These Comments from Grandparents Should Keep You Laughing

22. Telepathy

My grandfather claimed that the reason we could never find bigfoot as because bigfoot had telepathy and always new we were looking for him. Also he said crickets had telepathy.

23. Two Thumbs

My elderly and very cajun aunt once gave me two thumbs up… She is standing there with a grin on her face… I look at her almost afraid to ask… but I do… and she says “what has two thumbs and likes oral sex?” I reply ” I don’t know!?” She tilts her thumbs towards herself and says “I do!” That was the first time I got to hear one of “those jokes” without being sent out of the room!
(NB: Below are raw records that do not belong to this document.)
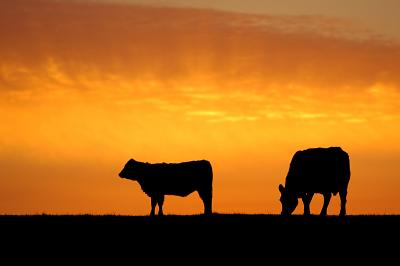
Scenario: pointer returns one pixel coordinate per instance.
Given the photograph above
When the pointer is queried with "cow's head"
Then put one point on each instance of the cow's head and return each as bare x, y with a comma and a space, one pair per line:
130, 170
288, 200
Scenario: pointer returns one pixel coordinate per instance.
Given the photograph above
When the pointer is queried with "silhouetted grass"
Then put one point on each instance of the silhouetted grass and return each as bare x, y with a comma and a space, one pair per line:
237, 233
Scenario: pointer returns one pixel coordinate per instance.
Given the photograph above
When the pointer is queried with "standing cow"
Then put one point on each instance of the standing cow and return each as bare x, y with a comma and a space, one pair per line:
180, 179
318, 170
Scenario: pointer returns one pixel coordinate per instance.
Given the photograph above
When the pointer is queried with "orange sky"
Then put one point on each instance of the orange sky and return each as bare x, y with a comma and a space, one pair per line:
84, 87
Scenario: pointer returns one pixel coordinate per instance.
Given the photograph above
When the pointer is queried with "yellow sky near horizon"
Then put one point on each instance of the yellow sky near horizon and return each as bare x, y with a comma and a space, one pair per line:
83, 88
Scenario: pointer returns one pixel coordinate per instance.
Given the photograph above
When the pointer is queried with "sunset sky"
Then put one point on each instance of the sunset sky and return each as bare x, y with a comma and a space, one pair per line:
87, 85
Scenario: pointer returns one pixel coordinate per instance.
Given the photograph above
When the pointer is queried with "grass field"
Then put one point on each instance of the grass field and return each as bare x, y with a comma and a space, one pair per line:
240, 234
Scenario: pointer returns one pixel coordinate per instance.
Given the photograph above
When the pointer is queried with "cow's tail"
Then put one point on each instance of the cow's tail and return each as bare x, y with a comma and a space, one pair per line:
208, 193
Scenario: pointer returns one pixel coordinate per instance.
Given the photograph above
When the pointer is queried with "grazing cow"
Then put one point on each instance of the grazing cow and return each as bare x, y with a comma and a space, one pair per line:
318, 170
180, 179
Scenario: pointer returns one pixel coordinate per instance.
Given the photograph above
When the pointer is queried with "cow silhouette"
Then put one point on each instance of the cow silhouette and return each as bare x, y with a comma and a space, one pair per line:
180, 179
316, 170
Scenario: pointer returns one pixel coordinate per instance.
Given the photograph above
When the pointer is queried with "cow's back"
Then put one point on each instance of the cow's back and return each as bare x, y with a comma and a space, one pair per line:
178, 178
319, 170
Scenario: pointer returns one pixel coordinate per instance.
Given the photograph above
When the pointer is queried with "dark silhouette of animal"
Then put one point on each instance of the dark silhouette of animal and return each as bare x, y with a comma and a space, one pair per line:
180, 179
317, 170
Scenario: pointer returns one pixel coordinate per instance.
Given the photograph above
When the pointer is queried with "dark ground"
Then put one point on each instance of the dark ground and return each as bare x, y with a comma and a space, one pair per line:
230, 236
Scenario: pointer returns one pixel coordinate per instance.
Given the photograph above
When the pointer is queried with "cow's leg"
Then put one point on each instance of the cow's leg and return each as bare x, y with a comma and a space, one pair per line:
160, 201
343, 196
153, 205
327, 199
307, 197
206, 197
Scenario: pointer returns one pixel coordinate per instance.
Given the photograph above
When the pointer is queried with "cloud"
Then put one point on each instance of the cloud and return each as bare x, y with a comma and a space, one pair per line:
68, 40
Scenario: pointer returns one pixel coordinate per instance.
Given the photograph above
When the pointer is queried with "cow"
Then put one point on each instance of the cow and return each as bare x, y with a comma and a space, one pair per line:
316, 170
180, 179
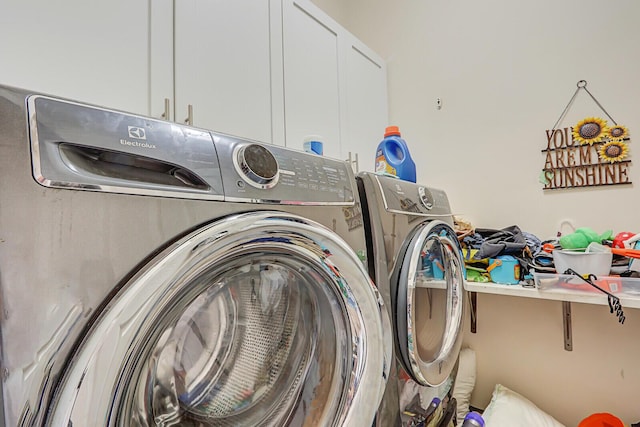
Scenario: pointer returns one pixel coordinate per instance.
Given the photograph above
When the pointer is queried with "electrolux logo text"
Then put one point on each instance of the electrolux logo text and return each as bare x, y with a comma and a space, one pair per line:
137, 133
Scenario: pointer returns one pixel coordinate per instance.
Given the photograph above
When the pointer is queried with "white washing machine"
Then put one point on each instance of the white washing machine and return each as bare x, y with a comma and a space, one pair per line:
415, 259
158, 274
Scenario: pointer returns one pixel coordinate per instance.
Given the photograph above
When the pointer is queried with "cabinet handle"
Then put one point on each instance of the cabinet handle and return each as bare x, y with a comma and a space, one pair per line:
166, 115
189, 119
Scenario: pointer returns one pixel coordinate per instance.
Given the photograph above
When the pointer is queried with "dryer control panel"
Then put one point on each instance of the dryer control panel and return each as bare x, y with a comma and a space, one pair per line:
413, 199
260, 173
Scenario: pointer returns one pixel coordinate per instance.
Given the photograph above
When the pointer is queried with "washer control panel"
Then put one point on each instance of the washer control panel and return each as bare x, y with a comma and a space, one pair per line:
257, 173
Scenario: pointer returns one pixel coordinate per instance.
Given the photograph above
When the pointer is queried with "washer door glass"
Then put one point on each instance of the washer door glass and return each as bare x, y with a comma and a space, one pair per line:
261, 319
427, 295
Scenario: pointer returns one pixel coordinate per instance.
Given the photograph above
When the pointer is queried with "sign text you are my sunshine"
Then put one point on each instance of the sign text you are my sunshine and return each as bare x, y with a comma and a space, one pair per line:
569, 164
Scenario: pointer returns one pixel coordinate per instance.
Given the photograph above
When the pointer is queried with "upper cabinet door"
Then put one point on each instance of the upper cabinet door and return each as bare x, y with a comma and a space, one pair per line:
311, 76
365, 116
222, 66
96, 52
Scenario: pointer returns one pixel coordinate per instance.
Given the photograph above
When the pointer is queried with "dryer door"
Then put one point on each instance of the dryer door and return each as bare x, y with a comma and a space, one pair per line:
262, 318
427, 294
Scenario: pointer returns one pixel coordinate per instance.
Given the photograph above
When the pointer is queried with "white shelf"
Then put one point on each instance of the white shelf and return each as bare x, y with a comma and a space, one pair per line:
554, 287
555, 294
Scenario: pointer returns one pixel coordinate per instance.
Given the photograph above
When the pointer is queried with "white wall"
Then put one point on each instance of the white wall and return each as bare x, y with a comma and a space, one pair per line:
505, 71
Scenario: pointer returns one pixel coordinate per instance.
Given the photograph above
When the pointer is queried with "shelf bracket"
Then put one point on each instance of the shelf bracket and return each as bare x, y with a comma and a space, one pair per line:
566, 323
474, 313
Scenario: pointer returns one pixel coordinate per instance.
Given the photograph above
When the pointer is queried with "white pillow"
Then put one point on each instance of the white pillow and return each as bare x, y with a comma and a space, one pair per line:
465, 381
508, 409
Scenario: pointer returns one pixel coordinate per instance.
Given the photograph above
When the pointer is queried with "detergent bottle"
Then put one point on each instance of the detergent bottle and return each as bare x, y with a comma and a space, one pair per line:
393, 158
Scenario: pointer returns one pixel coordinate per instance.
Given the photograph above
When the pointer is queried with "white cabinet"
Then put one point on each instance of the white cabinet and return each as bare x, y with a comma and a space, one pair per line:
223, 66
365, 114
311, 76
334, 86
91, 51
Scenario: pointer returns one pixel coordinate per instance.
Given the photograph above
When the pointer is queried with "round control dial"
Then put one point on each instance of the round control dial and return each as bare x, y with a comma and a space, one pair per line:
257, 166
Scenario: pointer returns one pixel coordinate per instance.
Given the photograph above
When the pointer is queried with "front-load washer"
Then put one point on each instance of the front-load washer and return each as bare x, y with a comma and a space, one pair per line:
415, 260
158, 274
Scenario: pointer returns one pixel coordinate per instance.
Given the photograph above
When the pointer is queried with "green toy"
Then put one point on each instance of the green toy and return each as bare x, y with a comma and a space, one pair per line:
581, 238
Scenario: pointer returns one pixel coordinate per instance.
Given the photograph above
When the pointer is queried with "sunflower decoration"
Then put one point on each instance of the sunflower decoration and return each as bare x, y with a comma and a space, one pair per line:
590, 130
618, 133
613, 151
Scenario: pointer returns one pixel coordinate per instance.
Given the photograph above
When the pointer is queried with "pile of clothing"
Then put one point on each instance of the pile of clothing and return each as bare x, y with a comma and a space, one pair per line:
480, 245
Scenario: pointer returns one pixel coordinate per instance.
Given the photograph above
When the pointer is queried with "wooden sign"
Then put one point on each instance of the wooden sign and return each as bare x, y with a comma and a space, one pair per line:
589, 154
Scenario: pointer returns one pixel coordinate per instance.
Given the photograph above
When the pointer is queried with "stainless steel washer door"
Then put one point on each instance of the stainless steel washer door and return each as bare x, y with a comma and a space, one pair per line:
259, 319
427, 290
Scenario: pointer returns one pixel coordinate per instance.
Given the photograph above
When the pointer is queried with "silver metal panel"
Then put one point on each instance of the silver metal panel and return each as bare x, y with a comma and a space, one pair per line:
303, 178
64, 253
405, 197
85, 147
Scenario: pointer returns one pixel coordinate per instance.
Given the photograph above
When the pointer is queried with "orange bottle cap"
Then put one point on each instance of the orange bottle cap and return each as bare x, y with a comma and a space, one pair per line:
392, 130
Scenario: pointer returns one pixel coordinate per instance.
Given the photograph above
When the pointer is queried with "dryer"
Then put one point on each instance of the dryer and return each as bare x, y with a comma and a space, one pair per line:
415, 260
157, 274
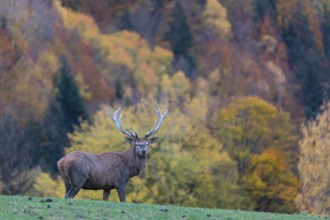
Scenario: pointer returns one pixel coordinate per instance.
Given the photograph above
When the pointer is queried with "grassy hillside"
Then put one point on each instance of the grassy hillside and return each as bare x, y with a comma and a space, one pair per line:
22, 207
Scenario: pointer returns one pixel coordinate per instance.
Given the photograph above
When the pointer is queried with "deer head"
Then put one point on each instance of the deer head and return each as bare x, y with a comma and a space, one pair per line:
140, 144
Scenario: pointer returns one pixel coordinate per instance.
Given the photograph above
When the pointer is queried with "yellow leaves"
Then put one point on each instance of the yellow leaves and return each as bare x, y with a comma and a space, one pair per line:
269, 178
216, 18
84, 24
175, 89
252, 122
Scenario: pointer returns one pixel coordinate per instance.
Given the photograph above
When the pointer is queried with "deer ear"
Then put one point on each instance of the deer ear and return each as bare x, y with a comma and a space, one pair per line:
129, 140
153, 140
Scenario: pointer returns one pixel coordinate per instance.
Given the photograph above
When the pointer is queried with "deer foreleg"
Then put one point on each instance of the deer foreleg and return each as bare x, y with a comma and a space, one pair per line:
106, 194
122, 193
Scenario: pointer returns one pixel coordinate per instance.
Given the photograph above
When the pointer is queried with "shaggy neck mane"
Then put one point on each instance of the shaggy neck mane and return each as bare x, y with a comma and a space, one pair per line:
135, 162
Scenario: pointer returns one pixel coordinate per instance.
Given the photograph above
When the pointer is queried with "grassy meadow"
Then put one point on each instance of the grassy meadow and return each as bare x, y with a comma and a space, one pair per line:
23, 207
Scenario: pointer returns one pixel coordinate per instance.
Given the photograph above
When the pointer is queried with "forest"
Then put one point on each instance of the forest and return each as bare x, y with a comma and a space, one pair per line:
246, 84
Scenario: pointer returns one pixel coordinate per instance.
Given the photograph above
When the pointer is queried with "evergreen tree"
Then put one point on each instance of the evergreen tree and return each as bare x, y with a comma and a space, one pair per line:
179, 35
307, 64
264, 7
69, 98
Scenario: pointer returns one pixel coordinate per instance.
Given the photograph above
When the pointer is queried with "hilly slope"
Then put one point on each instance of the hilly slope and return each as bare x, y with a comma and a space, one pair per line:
22, 207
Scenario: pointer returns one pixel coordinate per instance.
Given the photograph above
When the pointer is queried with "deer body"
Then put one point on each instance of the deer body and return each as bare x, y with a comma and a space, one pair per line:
110, 170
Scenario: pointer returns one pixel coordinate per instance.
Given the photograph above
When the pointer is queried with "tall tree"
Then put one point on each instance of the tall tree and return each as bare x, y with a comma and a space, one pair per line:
179, 35
314, 165
69, 98
16, 175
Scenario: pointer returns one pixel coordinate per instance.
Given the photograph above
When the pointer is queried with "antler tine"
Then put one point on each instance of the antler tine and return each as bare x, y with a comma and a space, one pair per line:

It was hilarious! She was my favorite Aunt!

24. Diet Coke

I worked in a grocery store. An old lady came up to me and asked me where the Diet Coke was. As I walked her to it she told me her grandson was making her start to drink Diet Coke versus the regular kind because of how bad the sugar was for her teeth. She was sweet and funny about it, putting me at my ease. She went on to say that her doctor had made her quit drinking alcohol and smoking cigarettes. To that I responded with the first bit of a rhyme my father taught me. The whole rhyme is “I don’t drink and I don’t chew and I don’t kiss the girls that do.” I said to her: “You don’t drink and you don’t chew …” She must have misheard me because, she replied, “That’s right! I don’t screw anymore either! I’m getting too old for everything.”

25. Style updates

My fiance and I were headed to a friends wedding and he had his converse sneakers on with his suit. My 80 year old grandmother asked if he was going to change his shoes. He replied “No grandma, thats the style now-a-days.” To which she replied “Well nobody told me!” Clearly the Today show and Game Show Network are failing her on fashion updates.

26. Hip lingo

My grandma is a goldmine for amusing (and oddly sweet) utterances.

After asking someone to remove some old newspapers and things from the trunk of her car: “I don’t like too much junk in the trunk!”

Upon giving my sister a huge necklace for her birthday: “I thought you could use some bling!”

27. Axl is Sexy

When I was in high school I worked at a Quizno’s with my best friend, and on most weekday afternoons he and I were the only staff in the restaurant. One evening a van arrived with several elderly people from a retirement center and a couple of staff/nurses to assist them.

One member of this party was an adorable lady who must have been in her 90’s. She came up to the ordering station, and I asked her what I could make for her. She responds in the cutest little old lady voice, “Young man, what’s your favorite rock group?”

“Uh, I’m not sure… Can I make you a sandwich?”

“What’s your favorite rock group?”

“I guess Tool, though I can understand if it’s not appealing to everyone.”

“What about Guns n Roses??”

“They’re pretty good too.”

“I like Guns n Roses! Axl is sexy.”

One of the nurses then helps her decide what to order. She steps down the line to pay, and my buddy at the cashier gets the same questions followed by her gushing about Guns n Roses and how sexy Axl is.

28. Timber!

I was hanging out at my girlfriend’s cottage one summer with her, her sisters, her parents, and her elderly grandpa. My girlfriend’s grandpa “Cooper” (awesome old man name ever!) must have been 90 something at the time and pretty elderly (sweaters in summer, falls sleep anywhere, difficult to understand).

One day he decided he was going to chop down a tree. I have no idea why he wanted to do it… the tree wasn’t in the way of anything, just a tree over by the edge of the lawn when it turns into forest. Like I said, Cooper was 90 some years old so chopping down a tree was going to be a difficult task. Girlfriend’s parents tried to convince him to do otherwise but he pulled the “You came from my penis, you don’t tell me what to do” card.

So he goes out in the morning, takes about 10 blows at the tree. Then he heads to his hammock nearby, lays down and takes nap. An hour later he wakes up, takes another 10 at the tree, heads back to his hammock, naps. This proceeds the entire day… from about 9am to 6pm.

When he delivered the finishing blow to the tree he yelled “TIMBER!” with the biggest grin on his face. Never seen an old man so happy. Coolest old dude I’ve ever met.

He passed away a year later. He was a farmer his whole life… I think chopping down the tree was him proving to himself that he was still physically capable despite his age and conditions.